A Tribunal Left to Starve
While diplomatic shield-play protects the accused, a more quiet crisis threatens to dismantle the tribunal from within. The court is facing a catastrophic financial shortfall. Despite its grand mandate, the institution runs almost entirely on voluntary donations from foreign entities like the European Union and individual Western governments.
Those donors are quietly pulling back. Human rights monitoring groups have confirmed that the court's staff has already been systematically reduced by 25 percent due to direct budgetary constraints. The court's current operational mandate formally runs until October 2028, but internal financial projections indicate it is at serious risk of complete structural closure much sooner.

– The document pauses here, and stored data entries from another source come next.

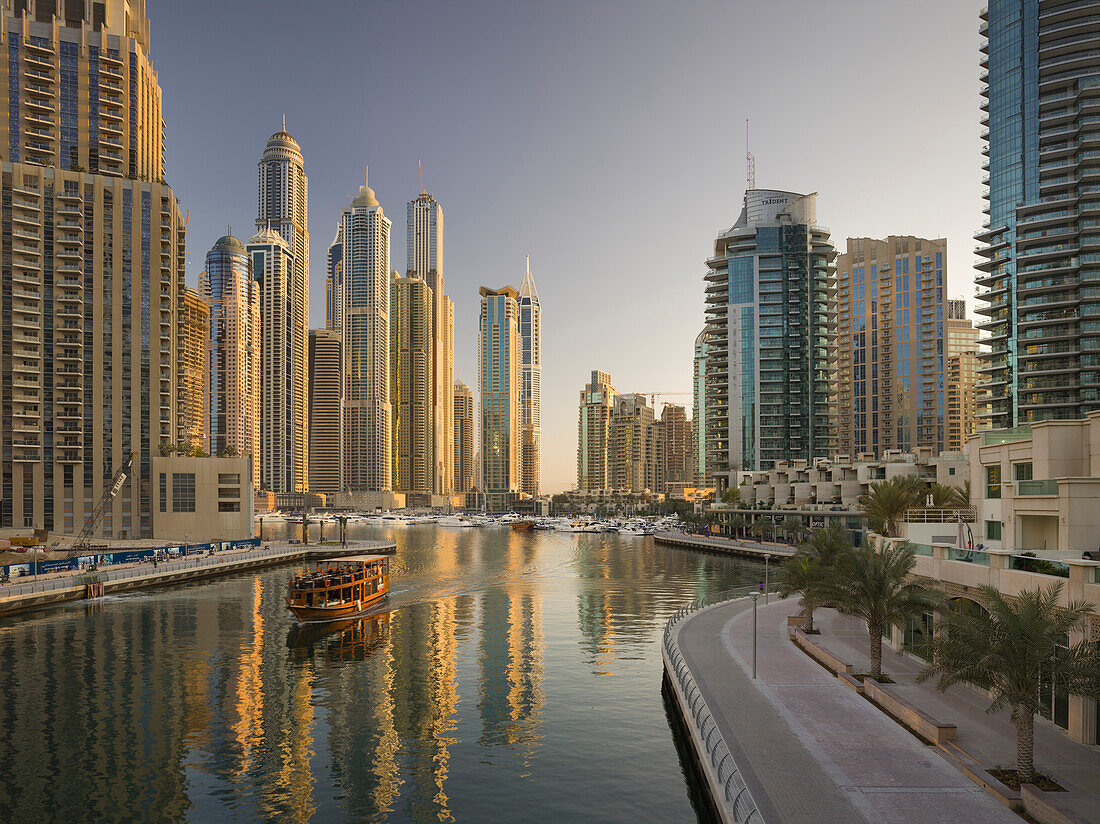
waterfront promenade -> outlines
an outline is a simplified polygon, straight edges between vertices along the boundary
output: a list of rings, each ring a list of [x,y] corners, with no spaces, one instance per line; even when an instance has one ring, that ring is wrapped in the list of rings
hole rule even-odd
[[[653,540],[665,546],[703,550],[704,552],[724,552],[729,555],[755,558],[758,561],[763,561],[765,555],[770,555],[776,560],[782,560],[795,553],[795,548],[789,544],[734,540],[710,535],[688,535],[686,532],[657,532],[654,533]]]
[[[0,617],[121,590],[165,586],[295,561],[387,553],[394,548],[393,541],[357,540],[347,545],[273,542],[256,549],[188,556],[155,565],[119,564],[103,566],[91,572],[52,573],[31,580],[16,578],[10,583],[0,584]]]
[[[675,640],[763,824],[966,821],[1018,824],[939,752],[904,730],[788,638],[793,600],[694,613]],[[727,820],[733,820],[727,818]]]

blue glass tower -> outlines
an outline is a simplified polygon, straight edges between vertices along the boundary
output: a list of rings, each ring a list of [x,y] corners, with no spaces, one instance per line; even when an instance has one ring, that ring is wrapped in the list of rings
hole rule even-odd
[[[1100,409],[1098,12],[1100,2],[991,0],[982,14],[987,427]]]

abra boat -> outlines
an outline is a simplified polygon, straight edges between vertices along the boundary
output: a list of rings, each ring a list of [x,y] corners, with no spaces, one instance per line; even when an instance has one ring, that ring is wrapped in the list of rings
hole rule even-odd
[[[534,521],[512,521],[512,529],[519,530],[521,532],[527,532],[528,530],[534,528]]]
[[[389,591],[389,558],[356,555],[322,561],[311,572],[295,575],[286,603],[301,623],[333,621],[362,612]]]

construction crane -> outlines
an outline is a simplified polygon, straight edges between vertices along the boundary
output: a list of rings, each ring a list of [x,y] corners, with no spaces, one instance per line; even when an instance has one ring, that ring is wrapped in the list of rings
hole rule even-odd
[[[85,549],[90,543],[91,538],[95,534],[95,531],[99,529],[99,524],[103,520],[103,515],[107,511],[107,507],[115,496],[122,491],[122,485],[126,483],[126,478],[130,475],[130,470],[134,466],[134,458],[137,457],[137,452],[131,452],[130,457],[119,467],[118,472],[111,479],[111,485],[103,490],[103,496],[99,499],[99,502],[95,505],[95,509],[92,510],[92,514],[88,516],[88,519],[84,522],[84,528],[80,530],[80,537],[76,539],[76,543],[73,544],[73,550]]]
[[[635,395],[642,395],[649,398],[649,405],[653,407],[653,411],[657,411],[657,398],[672,397],[673,395],[691,395],[691,392],[635,392]],[[665,406],[670,406],[667,401],[661,401]]]

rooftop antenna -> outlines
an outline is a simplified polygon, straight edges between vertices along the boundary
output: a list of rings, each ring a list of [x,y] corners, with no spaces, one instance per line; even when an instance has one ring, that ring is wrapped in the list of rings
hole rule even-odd
[[[286,112],[283,112],[283,131],[286,131]]]
[[[745,118],[745,182],[750,189],[756,188],[756,158],[749,151],[749,119]]]
[[[416,170],[420,173],[420,194],[424,194],[424,167],[420,165],[420,158],[416,159]]]

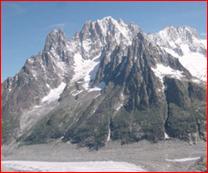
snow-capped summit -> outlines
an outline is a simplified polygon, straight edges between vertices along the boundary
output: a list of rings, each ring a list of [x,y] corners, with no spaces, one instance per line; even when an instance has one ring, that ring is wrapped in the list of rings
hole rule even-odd
[[[169,26],[148,36],[152,42],[178,58],[194,77],[206,81],[206,40],[198,37],[196,29]]]
[[[133,24],[112,17],[86,22],[81,31],[74,36],[70,44],[76,47],[85,59],[96,56],[99,51],[110,45],[112,48],[122,44],[131,44],[139,28]],[[99,50],[99,51],[98,51]]]
[[[174,27],[169,26],[164,28],[159,32],[159,35],[163,39],[168,39],[171,41],[177,41],[181,39],[183,42],[193,42],[193,38],[198,38],[198,34],[196,29],[188,27],[188,26],[181,26],[181,27]]]
[[[185,53],[181,50],[181,46],[184,45],[187,45],[193,52],[205,53],[204,41],[198,37],[196,29],[191,27],[169,26],[158,33],[149,34],[149,37],[159,46],[175,49],[175,52],[179,55]]]
[[[106,36],[107,34],[117,33],[118,37],[119,34],[124,37],[126,40],[130,41],[132,39],[132,28],[130,24],[125,23],[122,19],[116,20],[111,16],[104,17],[103,19],[96,20],[93,22],[94,25],[98,24],[102,33]],[[135,25],[135,31],[138,32],[139,28]],[[117,40],[119,43],[119,40]],[[130,44],[130,43],[129,43]]]

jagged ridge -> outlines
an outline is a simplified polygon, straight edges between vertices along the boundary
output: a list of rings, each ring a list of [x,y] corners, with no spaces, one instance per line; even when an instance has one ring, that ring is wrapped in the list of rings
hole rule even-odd
[[[176,33],[180,44],[170,40]],[[43,51],[3,83],[3,142],[61,137],[99,148],[109,140],[158,141],[166,133],[204,139],[204,78],[170,50],[180,52],[183,42],[201,56],[206,48],[199,39],[194,44],[190,28],[158,35],[111,17],[87,22],[71,40],[61,30],[49,33]]]

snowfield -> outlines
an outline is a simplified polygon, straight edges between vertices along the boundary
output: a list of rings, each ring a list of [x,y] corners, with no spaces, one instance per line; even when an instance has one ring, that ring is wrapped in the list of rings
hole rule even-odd
[[[191,52],[186,45],[181,46],[184,55],[179,56],[173,50],[165,48],[165,51],[172,56],[178,58],[180,63],[189,72],[198,79],[206,81],[206,69],[207,69],[207,59],[204,55],[196,52]]]
[[[60,94],[64,91],[66,84],[61,82],[61,84],[55,88],[51,89],[48,95],[42,98],[41,102],[53,102],[59,99]]]
[[[163,64],[156,64],[156,67],[152,68],[152,71],[160,79],[160,81],[162,83],[162,88],[161,88],[162,91],[164,91],[164,89],[165,89],[165,86],[163,84],[163,78],[165,76],[171,76],[171,77],[174,77],[179,80],[182,79],[182,77],[183,77],[182,71],[172,69],[171,67],[165,66]]]
[[[188,162],[193,160],[199,160],[200,157],[187,157],[187,158],[181,158],[181,159],[166,159],[168,162]]]
[[[155,75],[161,79],[161,81],[163,81],[163,77],[166,75],[172,76],[176,79],[181,79],[183,77],[182,71],[172,69],[171,67],[165,66],[163,64],[157,64],[156,68],[152,68],[152,70],[154,71]]]
[[[144,172],[146,170],[127,162],[89,161],[89,162],[38,162],[3,161],[3,167],[16,171],[46,172]]]

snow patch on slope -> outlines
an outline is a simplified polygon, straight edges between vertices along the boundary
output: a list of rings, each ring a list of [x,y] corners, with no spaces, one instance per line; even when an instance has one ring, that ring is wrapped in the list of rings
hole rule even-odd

This financial starvation highlights a glaring double standard in global justice funding. Billions of dollars flow into international legal mechanisms for high-profile European conflicts, while hybrid experiments in sub-Saharan Africa are left to haggle over basic administrative overhead. Investigating mass graves in remote, rebel-held provinces requires significant logistical support, including armored transport, forensic teams, and secure witness protection programs. When a court cannot afford to protect its witnesses or pay its investigators, its legal machinery grinds to a halt.
The Empty Chair Precedent
Supporters of the court argue that proceeding with the trial in Bozizé's absence is still a necessary step. They contend that a formal, public presentation of evidence establishes an unassailable historical record of the regime's atrocities, making it impossible for future revisionists to sanitize his presidency.
The practical legal reality is far more compromised. Trials held without the accused present inherently invite long-term procedural challenges regarding fair trial standards and due process. If Bozizé is convicted, his defense teams will permanently argue that the verdict is a politically motivated exercise conducted by a court running out of time and money. Furthermore, more than 30 other high-level suspects subject to the court's arrest warrants remain completely at large, scattered across neighboring nations or hiding within domestic rebel factions.
This reveals the ultimate limitation of the hybrid court model. It possesses the specialized expertise to build a meticulous legal case, but lacks the raw sovereign power to compel compliance from regional neighbors. Without external diplomatic pressure or severe financial consequences tied to non-cooperation, international warrants remain nothing more than symbolic declarations. The empty defense bench in Bangui does not represent a triumph over impunity. It stands as a monuments to a fractured global architecture that allows deposed leaders to purchase safety with political currency, leaving the actual survivors of state violence to watch a trial of a man who is simply not there.